POTTER H. C. (1904-1977)

Second Chorus (Al fin solos) (1940: 6.0)

Hoy día las nuevas generaciones, y no tan nuevas, ven en Fred Astaire a un señor “que pierde aceite”. Está lejos de ser un seductor, no es ni atractivo ni viril, no se parece en nada a Brad Pitt, Benicio del Toro o Javier Bardem, no es guapo, moderno ni “cool”, no es duro ni marca paquete, no viste vaqueros y encima se pone a danzar a la mínima ocasión que se le presenta, un baile que no es sexy ni chabacano, no es sudoroso ni caliente; lo dicho, que Astaire es un “gay”.

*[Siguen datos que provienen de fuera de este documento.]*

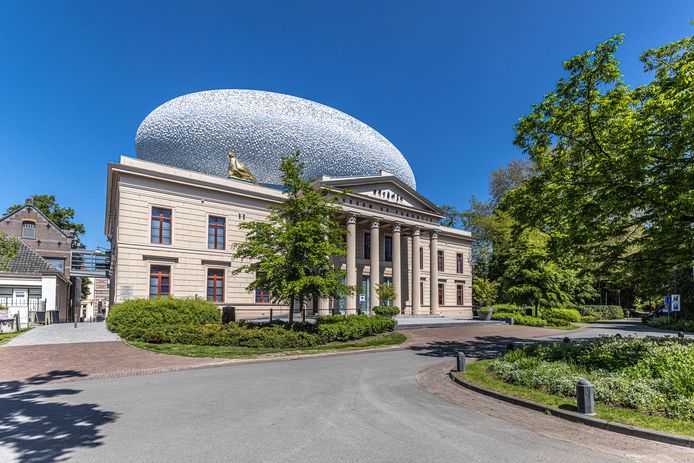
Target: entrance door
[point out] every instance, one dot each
(365, 301)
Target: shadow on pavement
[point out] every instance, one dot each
(36, 430)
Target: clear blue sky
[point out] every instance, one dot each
(443, 81)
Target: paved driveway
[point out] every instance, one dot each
(362, 407)
(65, 333)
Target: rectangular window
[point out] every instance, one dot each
(159, 281)
(262, 297)
(215, 285)
(216, 231)
(56, 262)
(28, 229)
(161, 226)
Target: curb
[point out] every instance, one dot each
(578, 417)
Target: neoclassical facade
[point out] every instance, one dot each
(173, 231)
(209, 161)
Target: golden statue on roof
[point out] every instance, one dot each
(238, 170)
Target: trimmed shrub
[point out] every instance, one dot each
(567, 315)
(138, 314)
(347, 327)
(230, 334)
(520, 319)
(386, 310)
(603, 312)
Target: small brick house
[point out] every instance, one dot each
(53, 246)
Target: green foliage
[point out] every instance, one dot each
(290, 253)
(346, 327)
(9, 247)
(386, 310)
(62, 217)
(569, 315)
(484, 291)
(653, 375)
(129, 318)
(521, 319)
(602, 312)
(615, 173)
(232, 334)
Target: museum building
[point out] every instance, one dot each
(209, 161)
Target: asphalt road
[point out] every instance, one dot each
(360, 407)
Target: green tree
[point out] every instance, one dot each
(291, 251)
(9, 247)
(615, 171)
(484, 291)
(61, 216)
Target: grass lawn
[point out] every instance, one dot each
(477, 374)
(6, 337)
(387, 339)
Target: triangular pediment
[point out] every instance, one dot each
(384, 188)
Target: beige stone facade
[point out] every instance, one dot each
(382, 206)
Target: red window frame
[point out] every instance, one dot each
(159, 272)
(162, 219)
(212, 222)
(262, 296)
(214, 275)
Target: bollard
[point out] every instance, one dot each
(585, 397)
(462, 361)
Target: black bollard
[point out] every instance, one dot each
(462, 361)
(585, 397)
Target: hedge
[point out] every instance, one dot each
(603, 312)
(386, 310)
(138, 314)
(520, 319)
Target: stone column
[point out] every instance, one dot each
(415, 270)
(324, 306)
(375, 261)
(397, 269)
(434, 271)
(351, 300)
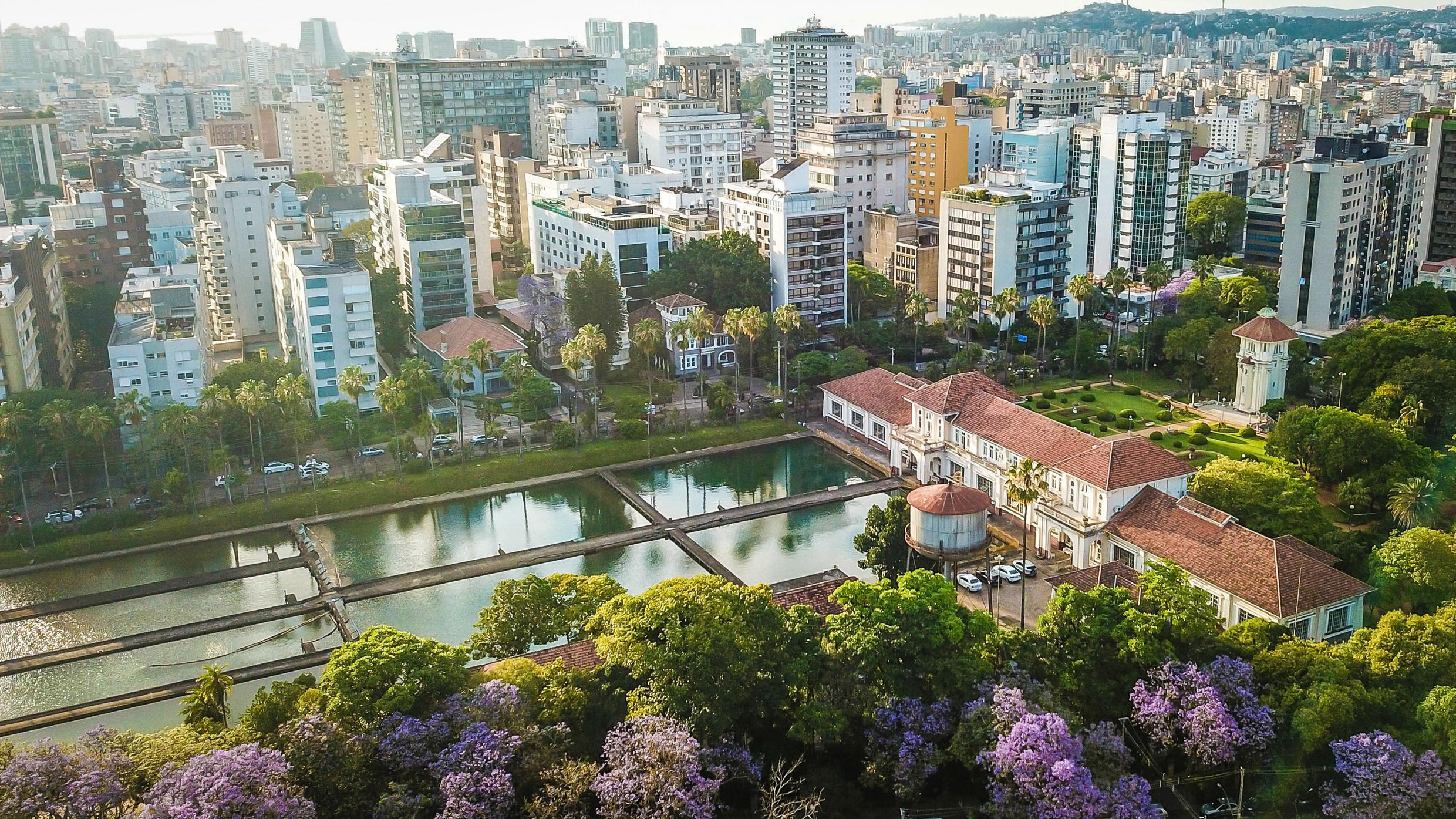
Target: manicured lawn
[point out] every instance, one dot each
(340, 496)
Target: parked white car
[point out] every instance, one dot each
(969, 582)
(1006, 573)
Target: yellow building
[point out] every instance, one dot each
(939, 156)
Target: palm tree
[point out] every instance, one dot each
(132, 409)
(1115, 285)
(175, 422)
(647, 339)
(516, 370)
(753, 322)
(57, 420)
(392, 398)
(1005, 304)
(15, 426)
(459, 373)
(1413, 502)
(353, 381)
(254, 397)
(96, 426)
(1081, 289)
(1026, 484)
(918, 305)
(208, 699)
(682, 334)
(787, 319)
(701, 324)
(1043, 311)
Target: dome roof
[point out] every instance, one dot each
(948, 499)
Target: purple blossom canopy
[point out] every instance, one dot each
(653, 771)
(238, 783)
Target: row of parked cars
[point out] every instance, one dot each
(1012, 572)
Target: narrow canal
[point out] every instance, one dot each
(760, 551)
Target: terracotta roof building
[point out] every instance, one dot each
(973, 429)
(1245, 573)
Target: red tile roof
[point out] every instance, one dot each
(456, 336)
(1266, 327)
(878, 391)
(1278, 576)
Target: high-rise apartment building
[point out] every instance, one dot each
(319, 43)
(864, 161)
(1351, 231)
(1136, 173)
(101, 232)
(231, 209)
(29, 152)
(692, 136)
(641, 37)
(1438, 133)
(569, 114)
(801, 232)
(325, 306)
(417, 100)
(421, 234)
(813, 73)
(603, 37)
(708, 76)
(1009, 231)
(353, 127)
(947, 150)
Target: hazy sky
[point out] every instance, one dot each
(372, 23)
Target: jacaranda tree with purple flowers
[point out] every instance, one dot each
(1211, 713)
(653, 770)
(239, 783)
(1382, 778)
(906, 744)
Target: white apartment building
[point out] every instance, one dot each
(693, 137)
(325, 306)
(1136, 173)
(231, 212)
(813, 73)
(864, 161)
(421, 232)
(1351, 231)
(801, 232)
(565, 231)
(161, 345)
(1009, 231)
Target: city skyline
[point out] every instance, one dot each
(678, 25)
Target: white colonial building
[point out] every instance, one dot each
(973, 429)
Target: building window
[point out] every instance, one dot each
(1340, 620)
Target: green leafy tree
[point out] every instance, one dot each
(1215, 222)
(909, 636)
(704, 651)
(538, 611)
(389, 671)
(726, 271)
(1415, 569)
(1264, 497)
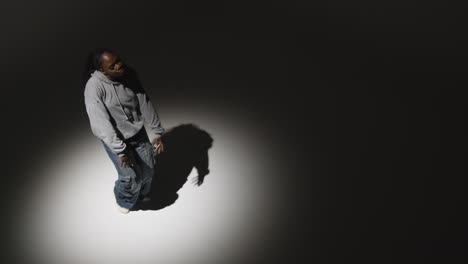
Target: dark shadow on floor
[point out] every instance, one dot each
(186, 146)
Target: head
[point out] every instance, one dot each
(111, 65)
(105, 60)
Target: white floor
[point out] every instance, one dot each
(71, 217)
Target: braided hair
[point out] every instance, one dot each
(93, 62)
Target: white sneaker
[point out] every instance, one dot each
(123, 210)
(146, 199)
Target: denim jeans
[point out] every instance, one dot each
(134, 181)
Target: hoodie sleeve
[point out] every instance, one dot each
(100, 120)
(150, 115)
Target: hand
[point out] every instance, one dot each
(198, 180)
(125, 161)
(159, 146)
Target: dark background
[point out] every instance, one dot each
(363, 99)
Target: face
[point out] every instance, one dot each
(112, 65)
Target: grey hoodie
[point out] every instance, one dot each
(117, 112)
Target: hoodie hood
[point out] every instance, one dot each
(101, 76)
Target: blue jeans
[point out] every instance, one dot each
(133, 182)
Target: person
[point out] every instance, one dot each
(119, 109)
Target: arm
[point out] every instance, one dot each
(150, 115)
(100, 120)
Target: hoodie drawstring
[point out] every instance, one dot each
(121, 107)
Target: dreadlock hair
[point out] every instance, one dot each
(93, 62)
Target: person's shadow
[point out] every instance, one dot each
(185, 147)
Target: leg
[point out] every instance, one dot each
(127, 186)
(145, 159)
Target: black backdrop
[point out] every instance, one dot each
(364, 94)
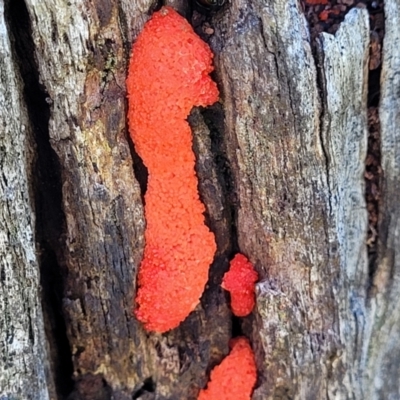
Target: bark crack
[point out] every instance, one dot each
(46, 183)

Y hablando de sus bailes, lo cierto es que Astaire no necesita justificación para comenzarlos, él es su “own boss”: él mismo crea la ocasión, comienza a zapatear y se convierte en el centro de atención. Habría que poner a nuestras nuevas (y no tan nuevas) generaciones en situación, sobre todo en un momento en el que el musical prácticamente ha desaparecido y sus restos (tipo Moulin Rouge) no contienen la hazaña de saber integrar los números bailados o cantados dentro del especio cinematográfico, sin hacer trampas ni cambiar de plano tres veces por segundo, ni ser “contemporáneos” como lo es siempre Madonna.

Así pues, Fred Astaire, que aparece en películas tan dispares como Señorita en desgracia (1937, Stevens), Bodas reales (1951, Donen), Papá piernas largas (1955, Negulesco) o La hora final (1959, Kramer), por no nombrar sus éxitos grandiosos con Ginger Rogers (Swing Time, Top Hat, etc.), es el actor principal de Al fin solos, película de la Paramount que coprotagonizó con la siempre estimulante Paulette Goddard, que se adapta tanto al cine de intriga como al melodrama, sonriendo y sin preocuparse, una gozada de mujer nada “fatal”.

Astaire y Burgess Meredith hacen de universitarios perpetuos y talluditos: su objetivo es suspender todos los años alguna asignatura para tener que repetir curso y poder continuar en la banda musical universitaria. Unos higiénicos gamberretes, Burgess y Fred. Second Chorus, en este sentido, se beneficia de la música de Artie Shaw y su orquesta; el propio Shaw hace de sí mismo en un papel a la medida en el que ni siquiera se despeina. Volvamos a Astaire: qué gracia, qué esplendor de agilidad y alegría, de levedad y buen humor. Ya está dicho: hoy eso no es “cool” ni “guay”, pero qué bien haríamos muchos en aprender de esa positiva actitud, ya que sus aptitudes no se nos pegarían ni pidiéndoselo al genio de la lámpara.

Conviene insistir en cómo, en aquellos momentos, hacia 1940, el personaje negativo más frecuente en las películas era aquel que estaba únicamente interesado en el dinero, el beneficio, la ganancia, por encima de la compasión, la amistad, la generosidad, los comportamientos más humanos (o humanitarios). Un buitre, un tacaño del que era aconsejable mofarse, y así lo hacían los actores en las películas, seguramente animados por el director y protegidos por la productora. Eran tiempos de capitalismo con rostro más humano mientras que, hoy día (siglo XXI, junio de 2008), quien admite que sólo busca el dinero o que con el dinero no se juega (influido por tantas series de televisión norteamericanas: la porción ideológica nuestra de cada día), o quien no lo afirma pero actúa como si fuese así, obtiene la comprensión y hasta la admiración de casi todos, potentados y (lo que es peor) pardillos.

Second Chorus es un poco fastidiosa, inferior a una película a la que me recuerda, El arca de oro, también con Goddard (1941, Marshall); abundan los comportamientos infantiles, y las supuestas bromas pesadas que se gastan entre Astaire y Meredith para obtener el favor amoroso de Goddard resultan más bobas que brillantes. A todo esto, insisto, a Artie Shaw todo parece importarle un pepino: la película, la gente, la Goddard, ¡hasta la música!; su único objetivo en Al fin solos es no despeinarse, ¡y lo consigue!; un aplauso para el mago Potter.